Throughout September, the University of Manchester is hosting the exhibition Joan Brossa. The mental feeling of complete happiness , a tribute to one of the most innovative and influential poets in 20th-century Catalan literature. This exhibition is part of a joint project between the UNESCO Cities of Literature of Manchester and Barcelona, as part of the celebrations of La Mercè 2025. The exhibition has been organised in collaboration with the Fundació Joan Brossa – Centre de les Arts Lliures and is curated by Anna Llopis.
The exhibition brings together a selection of around fifty pieces that illustrate the career of Joan Brossa as a poet, playwright and visual creator, highlighting his key role in the development of experimental poetry and the performing arts. The works show how Brossa transformed visual language into a poetic tool to subvert and resist the repression of the Franco regime. This is the first time that the exhibition has travelled outside Catalonia, in a tour that responds to the Fundació Joan Brossa's desire to project the figure and work of the poet internationally.

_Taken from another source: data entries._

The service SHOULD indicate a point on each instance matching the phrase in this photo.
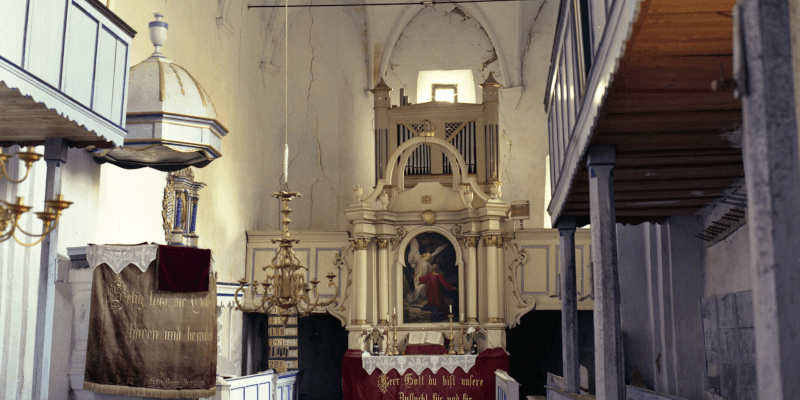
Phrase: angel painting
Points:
(431, 279)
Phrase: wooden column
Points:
(490, 242)
(383, 280)
(610, 379)
(500, 271)
(472, 279)
(569, 305)
(360, 258)
(772, 170)
(55, 155)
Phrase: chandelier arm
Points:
(8, 178)
(333, 299)
(8, 234)
(240, 306)
(46, 230)
(30, 244)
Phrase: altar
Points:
(422, 377)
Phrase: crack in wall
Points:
(491, 59)
(321, 176)
(530, 38)
(459, 12)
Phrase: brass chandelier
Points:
(285, 291)
(10, 213)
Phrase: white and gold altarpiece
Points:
(437, 200)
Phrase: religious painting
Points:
(430, 279)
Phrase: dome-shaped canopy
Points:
(171, 120)
(159, 85)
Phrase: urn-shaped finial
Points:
(158, 34)
(384, 199)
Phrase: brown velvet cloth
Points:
(426, 349)
(476, 384)
(148, 343)
(183, 269)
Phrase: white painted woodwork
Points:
(70, 56)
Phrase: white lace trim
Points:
(417, 363)
(118, 257)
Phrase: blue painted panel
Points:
(79, 56)
(44, 41)
(104, 83)
(237, 394)
(12, 29)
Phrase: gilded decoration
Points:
(383, 383)
(401, 233)
(430, 279)
(360, 243)
(383, 243)
(429, 217)
(490, 240)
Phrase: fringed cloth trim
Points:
(146, 392)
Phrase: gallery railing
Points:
(589, 41)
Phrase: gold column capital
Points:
(360, 243)
(490, 240)
(383, 243)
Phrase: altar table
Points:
(398, 379)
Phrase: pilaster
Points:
(610, 383)
(773, 188)
(490, 242)
(472, 279)
(55, 154)
(360, 258)
(569, 304)
(383, 280)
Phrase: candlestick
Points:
(394, 341)
(452, 338)
(461, 350)
(387, 350)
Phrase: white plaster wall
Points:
(330, 138)
(19, 279)
(794, 13)
(727, 265)
(445, 37)
(442, 37)
(523, 122)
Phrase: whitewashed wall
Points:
(330, 57)
(19, 280)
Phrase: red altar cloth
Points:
(432, 349)
(476, 384)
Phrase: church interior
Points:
(510, 199)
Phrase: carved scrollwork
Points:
(341, 264)
(528, 302)
(401, 233)
(456, 231)
(167, 209)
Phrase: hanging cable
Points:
(421, 3)
(286, 97)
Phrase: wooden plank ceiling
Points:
(26, 122)
(678, 142)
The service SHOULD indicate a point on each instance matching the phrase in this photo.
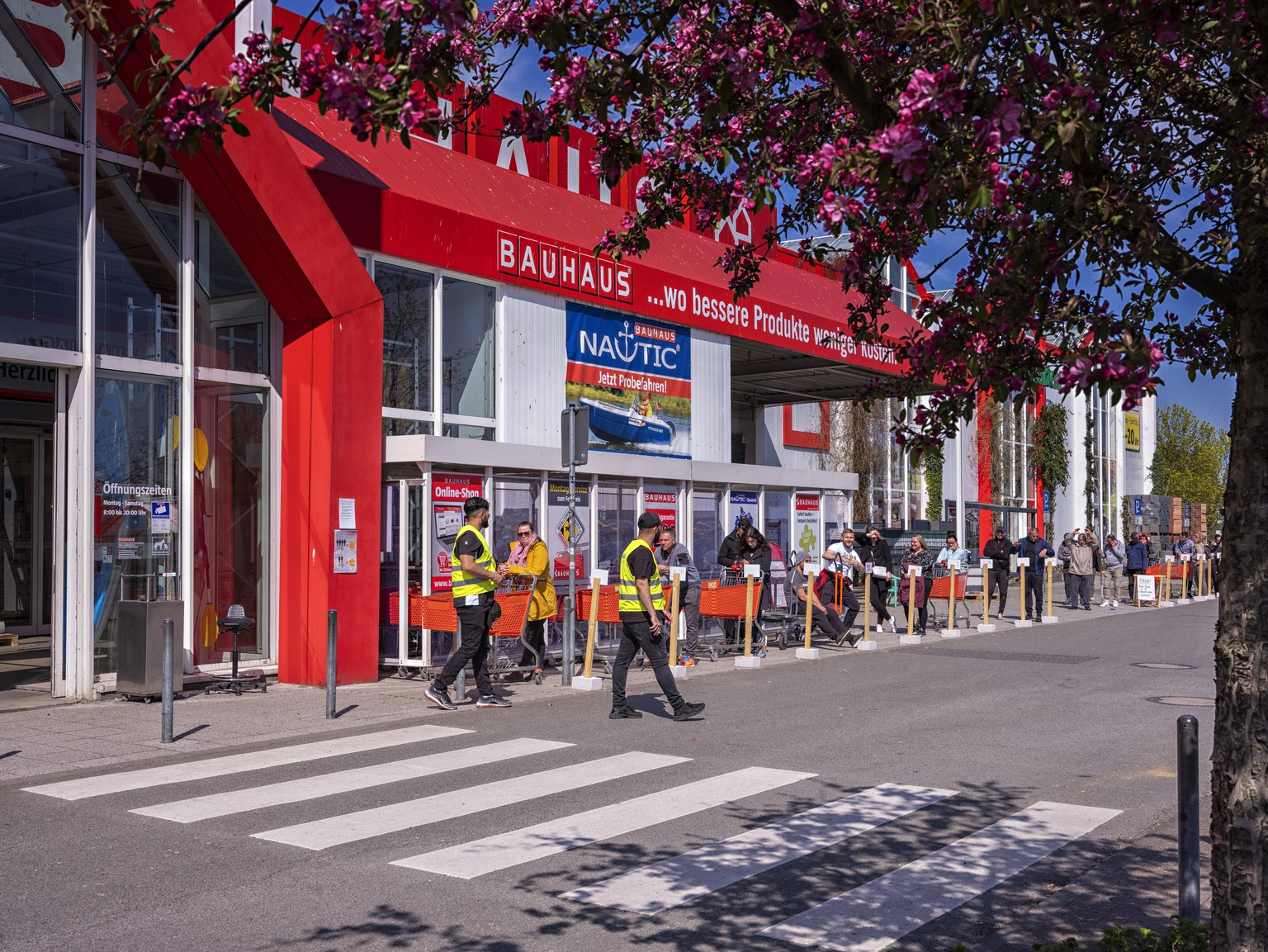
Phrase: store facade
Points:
(239, 381)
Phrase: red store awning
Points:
(452, 211)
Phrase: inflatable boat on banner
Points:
(614, 424)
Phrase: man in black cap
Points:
(998, 551)
(643, 618)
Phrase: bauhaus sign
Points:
(561, 267)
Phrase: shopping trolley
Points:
(513, 597)
(726, 599)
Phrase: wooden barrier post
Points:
(913, 572)
(986, 627)
(586, 682)
(749, 660)
(674, 606)
(868, 643)
(1049, 618)
(811, 572)
(1024, 564)
(951, 630)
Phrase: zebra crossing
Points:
(863, 919)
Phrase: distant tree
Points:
(1191, 459)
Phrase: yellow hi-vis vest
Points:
(628, 591)
(464, 583)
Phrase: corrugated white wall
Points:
(530, 368)
(710, 397)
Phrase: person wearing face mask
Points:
(475, 578)
(877, 552)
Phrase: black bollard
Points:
(169, 676)
(331, 635)
(1190, 818)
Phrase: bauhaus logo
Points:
(567, 269)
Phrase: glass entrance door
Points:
(26, 532)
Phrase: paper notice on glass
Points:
(347, 514)
(345, 552)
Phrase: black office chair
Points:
(234, 623)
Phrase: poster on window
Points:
(636, 378)
(562, 532)
(664, 504)
(806, 523)
(743, 504)
(449, 490)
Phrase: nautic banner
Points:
(636, 378)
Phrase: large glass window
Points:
(229, 313)
(617, 523)
(406, 343)
(137, 263)
(468, 348)
(231, 516)
(136, 551)
(40, 246)
(40, 57)
(707, 528)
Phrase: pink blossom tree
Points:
(1095, 158)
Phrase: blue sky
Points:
(1209, 398)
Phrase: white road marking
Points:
(106, 784)
(201, 808)
(393, 818)
(471, 860)
(882, 911)
(671, 883)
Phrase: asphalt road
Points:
(1049, 714)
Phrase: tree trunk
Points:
(1239, 769)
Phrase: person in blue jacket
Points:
(1138, 561)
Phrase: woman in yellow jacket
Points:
(529, 557)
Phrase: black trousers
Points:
(879, 594)
(636, 637)
(473, 625)
(1033, 606)
(998, 578)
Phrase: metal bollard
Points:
(169, 676)
(1190, 871)
(331, 637)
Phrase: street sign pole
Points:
(570, 618)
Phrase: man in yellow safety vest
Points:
(476, 577)
(643, 618)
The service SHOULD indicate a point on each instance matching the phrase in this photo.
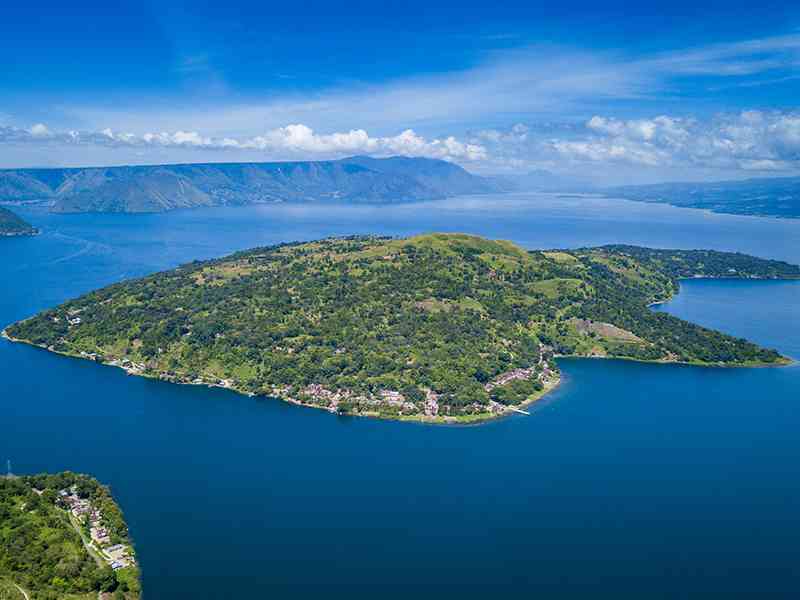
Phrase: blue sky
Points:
(610, 91)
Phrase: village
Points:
(117, 556)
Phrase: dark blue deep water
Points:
(630, 481)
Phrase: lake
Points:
(631, 480)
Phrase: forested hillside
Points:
(49, 553)
(159, 188)
(435, 326)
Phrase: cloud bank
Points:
(292, 141)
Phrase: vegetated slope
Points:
(165, 187)
(41, 549)
(771, 197)
(440, 325)
(13, 225)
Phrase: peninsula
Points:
(438, 327)
(12, 225)
(63, 536)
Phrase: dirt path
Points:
(23, 592)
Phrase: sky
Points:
(611, 92)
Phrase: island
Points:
(12, 225)
(63, 536)
(436, 328)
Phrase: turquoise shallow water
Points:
(631, 480)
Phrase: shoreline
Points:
(473, 419)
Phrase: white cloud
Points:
(292, 141)
(751, 140)
(39, 130)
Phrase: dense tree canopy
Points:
(41, 551)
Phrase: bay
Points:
(632, 480)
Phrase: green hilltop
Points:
(12, 224)
(434, 327)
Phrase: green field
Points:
(404, 328)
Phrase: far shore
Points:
(473, 419)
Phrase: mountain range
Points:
(159, 188)
(770, 197)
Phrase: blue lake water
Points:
(630, 481)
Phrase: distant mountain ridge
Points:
(769, 197)
(159, 188)
(12, 224)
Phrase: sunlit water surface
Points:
(630, 481)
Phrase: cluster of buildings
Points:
(117, 556)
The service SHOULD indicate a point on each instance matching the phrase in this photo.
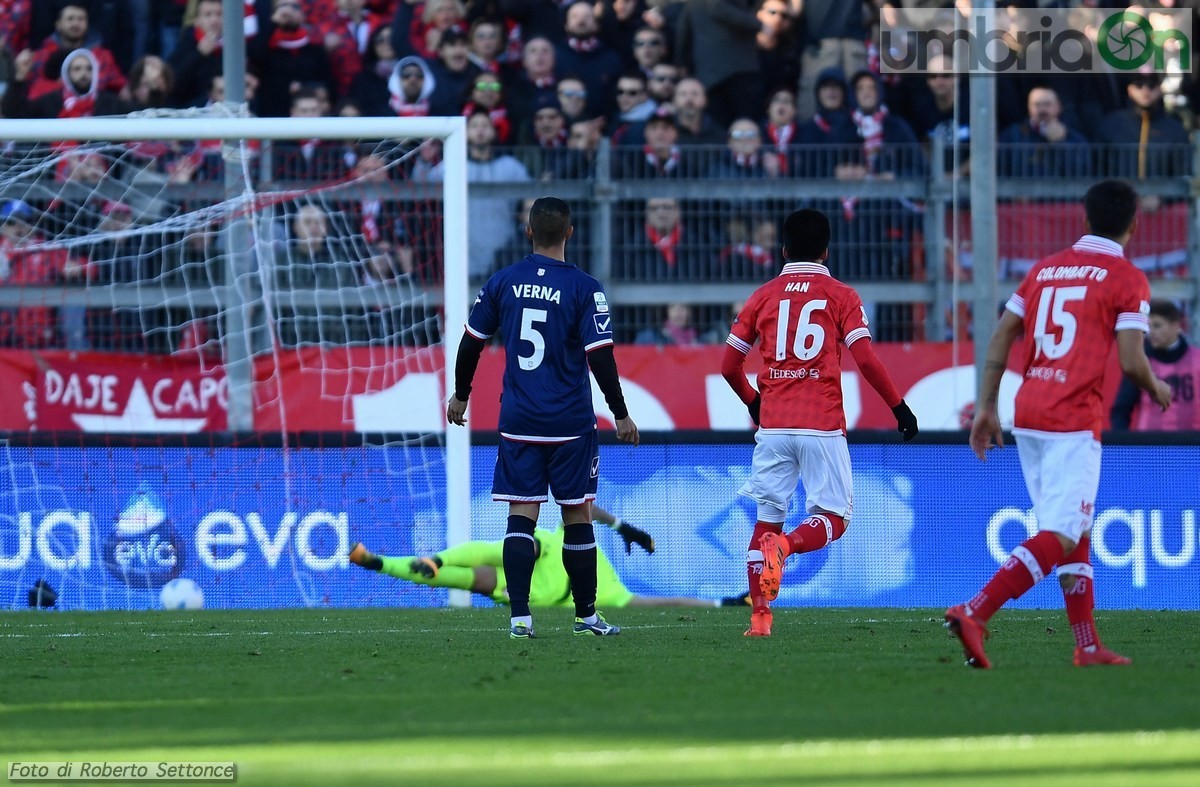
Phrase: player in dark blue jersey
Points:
(556, 325)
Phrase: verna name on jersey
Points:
(538, 290)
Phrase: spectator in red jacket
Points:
(78, 90)
(71, 32)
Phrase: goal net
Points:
(223, 342)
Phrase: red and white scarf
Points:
(870, 130)
(289, 40)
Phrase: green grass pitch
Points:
(444, 697)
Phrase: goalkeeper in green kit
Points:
(479, 566)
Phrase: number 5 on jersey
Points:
(809, 336)
(529, 319)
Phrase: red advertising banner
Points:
(373, 390)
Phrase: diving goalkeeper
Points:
(479, 566)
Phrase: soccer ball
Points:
(181, 594)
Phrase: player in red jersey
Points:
(801, 319)
(1069, 307)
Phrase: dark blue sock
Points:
(520, 553)
(580, 560)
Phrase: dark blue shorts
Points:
(525, 470)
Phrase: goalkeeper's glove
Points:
(633, 535)
(906, 422)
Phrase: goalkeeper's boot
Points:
(521, 631)
(360, 556)
(425, 566)
(760, 624)
(774, 552)
(601, 628)
(971, 634)
(1101, 655)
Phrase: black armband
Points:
(469, 349)
(604, 365)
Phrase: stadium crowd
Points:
(795, 94)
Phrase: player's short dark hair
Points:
(1167, 310)
(549, 220)
(1110, 206)
(805, 235)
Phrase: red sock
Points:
(1023, 570)
(815, 532)
(1081, 598)
(754, 564)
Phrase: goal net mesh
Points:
(223, 386)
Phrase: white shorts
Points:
(820, 461)
(1062, 473)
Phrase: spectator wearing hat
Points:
(487, 94)
(402, 320)
(690, 103)
(486, 38)
(634, 108)
(197, 58)
(573, 96)
(827, 137)
(661, 80)
(453, 72)
(79, 94)
(660, 246)
(659, 155)
(15, 25)
(780, 132)
(71, 32)
(534, 79)
(1143, 140)
(649, 48)
(287, 58)
(585, 54)
(621, 20)
(409, 88)
(743, 156)
(545, 139)
(718, 41)
(347, 31)
(371, 85)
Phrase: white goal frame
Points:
(453, 133)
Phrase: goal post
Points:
(243, 304)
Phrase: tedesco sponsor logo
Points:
(144, 550)
(1132, 539)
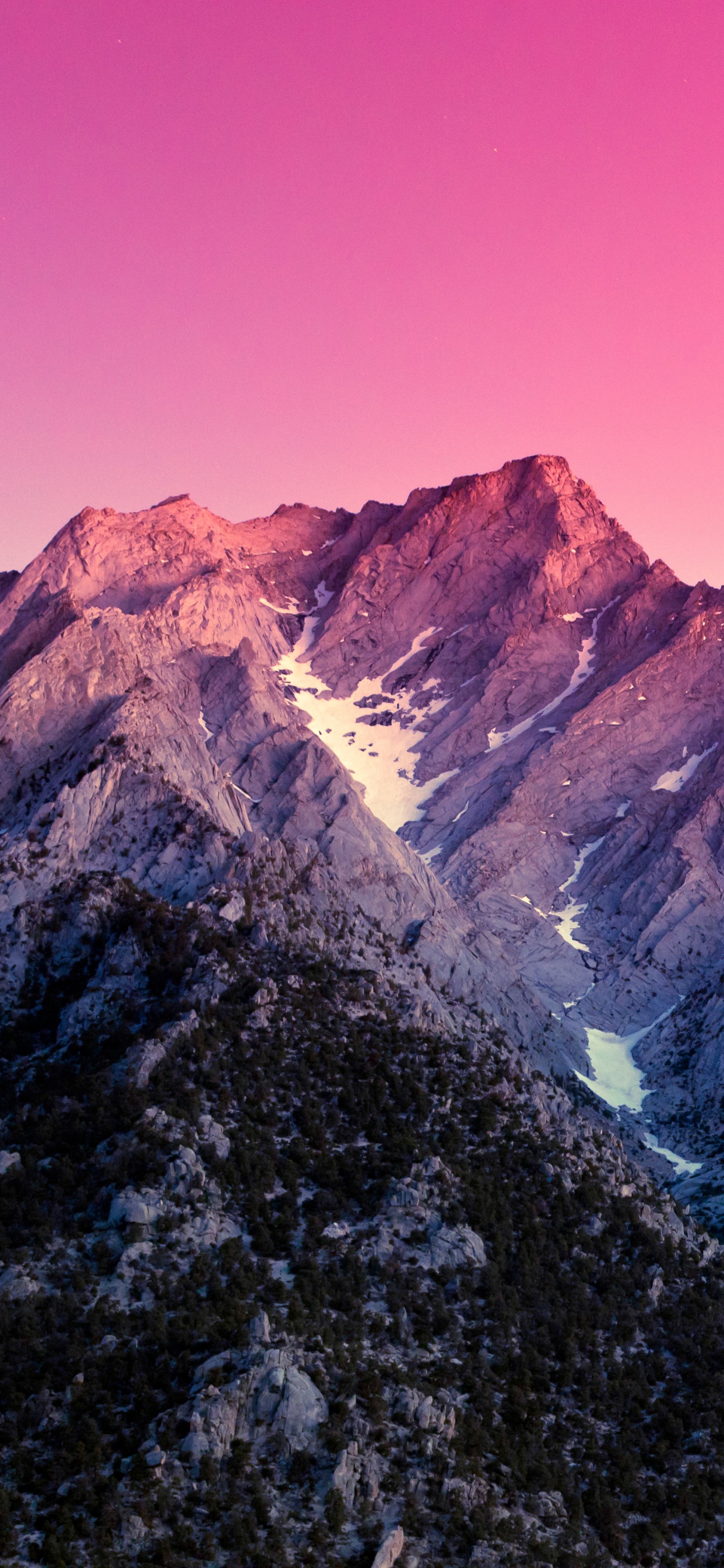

Until September 30, the exhibition will be on view, born from the fascination that the figure of Joan Brossa continues to arouse today, and aims to give him a voice through his artistic and poetic legacy. Based on twelve major areas that define the multiple dimensions of his literary and visual production, the exhibition invites visitors to delve into Brossa's universe, where poetry transcends paper and materializes in diverse forms such as poetic prose, stage poetry, visual poetry, the object poem or more conventional literary poetry.

This journey through some fifty pieces—including object poems, visual compositions, publications and documentary materials—offers a profound insight into how Brossa conceived of art as a tool of resistance and liberation. In a historical context marked by the political and cultural repression of Francoism, Brossa's work presents itself as a radical response: an exploration of language and form as instruments to transcend the limits of thought and escape the suffocating reality that surrounded him.
The exhibition not only vindicates his major contribution to experimental poetry and the artistic avant-garde, but also challenges the contemporary public with the validity of his message. In short, it is a tribute to a creator who made art a form of life and freedom, opening new paths for the word and image in Catalan culture and beyond.